Move over Judge Judy, there’s a new personality taking a seat on the bench.
That’s right: longtime talk-show host Jerry Springer is walking away from The Jerry Springer Show and starting up a courtroom show similar to Judge Judy, entitled — what else? — Judge Jerry.
Forget the days of scandalous love affairs and violent altercations onstage; it looks like Springer will be presiding over a court rather than egging on guests to fight with each other.
“For the first time in my life, I am going to be called honourable,” quipped Springer, 74. “My career is coming full circle, and I finally get to put my law degree to use after all these years.”
(Prior to his talk show’s start in 1991, Springer was indeed a lawyer. He was also the mayor of Cincinnati for one year in the late ’70s.)

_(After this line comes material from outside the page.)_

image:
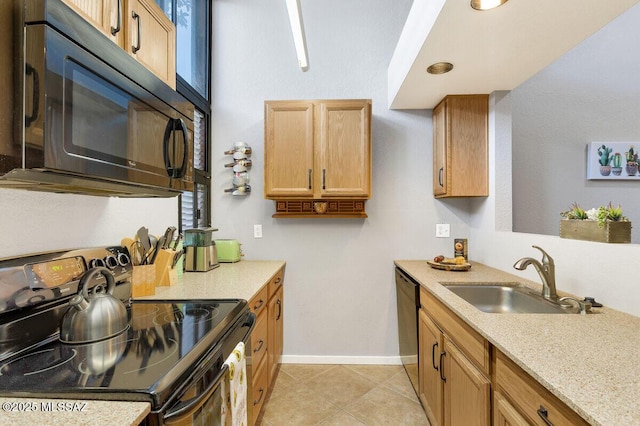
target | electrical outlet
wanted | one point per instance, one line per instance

While the show still needs to work out the kinks, the plan thus far is to have Springer render verdicts for small-claims cases, which is very similar in structure to Judge Judy.
Akin to Springer’s “Final Thought” at the end of each episode of Jerry Springer Show, on Judge Jerry, he’ll provide some insight into each case once he’s given his verdict.
The show is set to launch in fall of 2019. It’s unclear if it will air in Canada, though it is likely.
“Judge Jerry will merge Jerry’s talent for connecting with people, his incredibly relatable and funny personality and his legal training and governing experience to bring viewers a more entertaining court show,” said Tracie Wilson, executive VP of creative affairs at NBCUniversal Television Distribution. “We are so happy to continue our fantastic partnership with Jerry, who is a proven TV icon with a dedicated and broad fan base.”
In June, it was announced that production had halted on Springer after 27 years on the air.
Springer started off with the greatest of intentions: it sought to be a serious conversation-starter, focusing on politics and societal issues. The show moved to Chicago in its second year, and in order to boost sagging ratings, the subject matter took a turn for the salacious. It’s well-known for misbehaving guests, and it wasn’t unusual for fights to break out. The show even had a boxing-ring bell to spur the volatility. Subjects included incest, infidelity, transsexualism, pregnancies and scandalous reveals.
There was even a “stripper pole” onstage if any guest felt compelled to dance for the audience (many, many did).
The show’s popularity took off the more out-there it became. The infamous chant of “Jer-ry, Jer-ry!” is now chronicled as one of TV’s most recognizable catchphrases. For a brief moment in 1998, Springer temporarily beat the immensely popular Oprah‘s ratings with a daily audience of nearly 10 million viewers.
For years, the show has been plagued by questions about its veracity, and many critics have claimed the show is fake and rigged. Several people during the show’s run have fabricated issues just to appear on-air.
In recent interviews, Springer has said multiple times that his day job is a circus with “no redeeming social value.”